Manjusaka

Manjusaka

A Brief Discussion on MySQL Full-Text Indexing

Recently, I've encountered quite a few pitfalls with MySQL's full-text search, so I’m writing a detailed article to summarize some knowledge points about MySQL's full-text search.

During our use of MySQL, there are always some fuzzy search requirements. For example, we have a table like this:

create table if not exists `user`
(
    `id`         bigint(20)   not null auto_increment,
    `name`       varchar(255) not null,
    `age`        int          not null,
    `update_time` timestamp    not null,
    `create_time` timestamp    not null,
    index (`name`),
    primary key (`id`)
) engine = InnoDB
  charset = 'utf8mb4';

Now we need to perform some fuzzy matching on name, for instance, we want to match names that contain the character . So, after some thought, we write the following SQL:

select * from user where name like '%草%'

Great! When you excitedly deploy this code, you find that it crashes online. Why?
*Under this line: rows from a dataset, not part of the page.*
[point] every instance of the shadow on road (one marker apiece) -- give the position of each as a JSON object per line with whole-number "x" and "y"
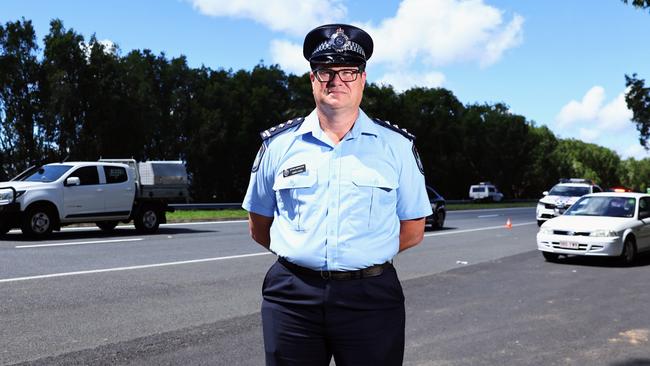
{"x": 433, "y": 230}
{"x": 93, "y": 233}
{"x": 633, "y": 362}
{"x": 642, "y": 260}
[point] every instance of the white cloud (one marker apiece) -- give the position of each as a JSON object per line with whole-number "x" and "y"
{"x": 615, "y": 115}
{"x": 291, "y": 16}
{"x": 439, "y": 32}
{"x": 402, "y": 81}
{"x": 289, "y": 56}
{"x": 584, "y": 110}
{"x": 594, "y": 112}
{"x": 588, "y": 135}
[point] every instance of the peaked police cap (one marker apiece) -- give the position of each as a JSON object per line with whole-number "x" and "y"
{"x": 337, "y": 44}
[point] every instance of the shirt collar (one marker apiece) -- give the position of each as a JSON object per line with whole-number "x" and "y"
{"x": 363, "y": 125}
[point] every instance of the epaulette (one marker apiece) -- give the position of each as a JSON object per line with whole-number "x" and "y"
{"x": 395, "y": 128}
{"x": 281, "y": 127}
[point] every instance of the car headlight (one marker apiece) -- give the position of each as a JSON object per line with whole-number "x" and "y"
{"x": 545, "y": 231}
{"x": 603, "y": 233}
{"x": 6, "y": 196}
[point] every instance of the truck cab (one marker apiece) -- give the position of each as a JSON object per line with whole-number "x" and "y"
{"x": 65, "y": 193}
{"x": 43, "y": 199}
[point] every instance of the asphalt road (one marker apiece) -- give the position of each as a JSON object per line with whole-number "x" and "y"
{"x": 477, "y": 294}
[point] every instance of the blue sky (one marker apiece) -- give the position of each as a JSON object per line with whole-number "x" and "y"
{"x": 559, "y": 63}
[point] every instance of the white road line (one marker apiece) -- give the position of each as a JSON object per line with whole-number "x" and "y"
{"x": 452, "y": 232}
{"x": 77, "y": 243}
{"x": 66, "y": 274}
{"x": 87, "y": 228}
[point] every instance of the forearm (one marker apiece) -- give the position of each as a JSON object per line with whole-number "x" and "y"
{"x": 260, "y": 228}
{"x": 411, "y": 233}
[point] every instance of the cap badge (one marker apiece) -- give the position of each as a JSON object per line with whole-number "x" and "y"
{"x": 339, "y": 40}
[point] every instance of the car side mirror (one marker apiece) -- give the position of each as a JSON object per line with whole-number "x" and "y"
{"x": 72, "y": 181}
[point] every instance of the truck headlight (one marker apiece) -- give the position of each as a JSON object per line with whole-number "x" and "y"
{"x": 603, "y": 233}
{"x": 6, "y": 196}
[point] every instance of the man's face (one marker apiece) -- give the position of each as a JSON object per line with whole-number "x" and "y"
{"x": 336, "y": 93}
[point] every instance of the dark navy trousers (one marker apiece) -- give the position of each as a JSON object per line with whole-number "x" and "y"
{"x": 308, "y": 319}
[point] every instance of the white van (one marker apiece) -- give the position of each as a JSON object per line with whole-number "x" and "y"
{"x": 485, "y": 191}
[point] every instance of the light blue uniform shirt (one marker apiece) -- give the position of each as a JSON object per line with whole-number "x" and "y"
{"x": 338, "y": 206}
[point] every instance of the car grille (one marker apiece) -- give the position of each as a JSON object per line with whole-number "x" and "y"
{"x": 570, "y": 233}
{"x": 581, "y": 247}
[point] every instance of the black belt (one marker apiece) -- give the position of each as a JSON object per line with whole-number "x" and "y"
{"x": 371, "y": 271}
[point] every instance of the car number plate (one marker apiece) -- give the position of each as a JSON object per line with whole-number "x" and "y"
{"x": 569, "y": 245}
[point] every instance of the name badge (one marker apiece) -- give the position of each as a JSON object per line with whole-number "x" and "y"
{"x": 294, "y": 170}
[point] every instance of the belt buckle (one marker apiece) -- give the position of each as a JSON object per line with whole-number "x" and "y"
{"x": 326, "y": 275}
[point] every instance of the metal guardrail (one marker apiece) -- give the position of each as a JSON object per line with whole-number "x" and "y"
{"x": 205, "y": 206}
{"x": 237, "y": 205}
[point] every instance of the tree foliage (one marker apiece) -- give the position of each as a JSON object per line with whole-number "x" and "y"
{"x": 644, "y": 4}
{"x": 82, "y": 101}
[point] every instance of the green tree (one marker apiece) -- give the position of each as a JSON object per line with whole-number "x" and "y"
{"x": 21, "y": 140}
{"x": 638, "y": 96}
Because of the pitfalls in MySQL. MySQL's like query has two limitations:

  1. Only prefix matching ' 草 %' and suffix matching '% 草 ' will use the index, while arbitrary matching will not.
  2. When the index cannot be used, MySQL will traverse the entire table to query data.

When the data scale of a table is large, this brute-force table scan will inevitably bring significant overhead.

However, in our actual work, there are definitely many arbitrary matching requirements. So what should we do? Perhaps we can try full-text search.

Full-text search is not unfamiliar to everyone. In simple terms, it is a way to find matches in a pile of text data using a set of keywords. Currently, the more mainstream full-text search solutions in the industry include:

  1. Relational databases that support full-text search
  2. Apache Lucene
  3. ElasticSearch based on Apache Lucene
  4. Apache Solr

The latter two are the main solutions in the industry today, and many full-text search requirements will consider using ES or Solr. However, this method is not without cost. There are several practical issues:

  1. The operational issues of ES/Solr when the data volume is large; how to ensure the HA of the cluster will be a significant test of the team's capabilities.
  2. How to perform real-time/offline ETL of data from MySQL or other data sources to the search engine.
  3. The added learning and codebase maintenance costs.
  4. After adding a dependency, ensuring the overall HA of the system.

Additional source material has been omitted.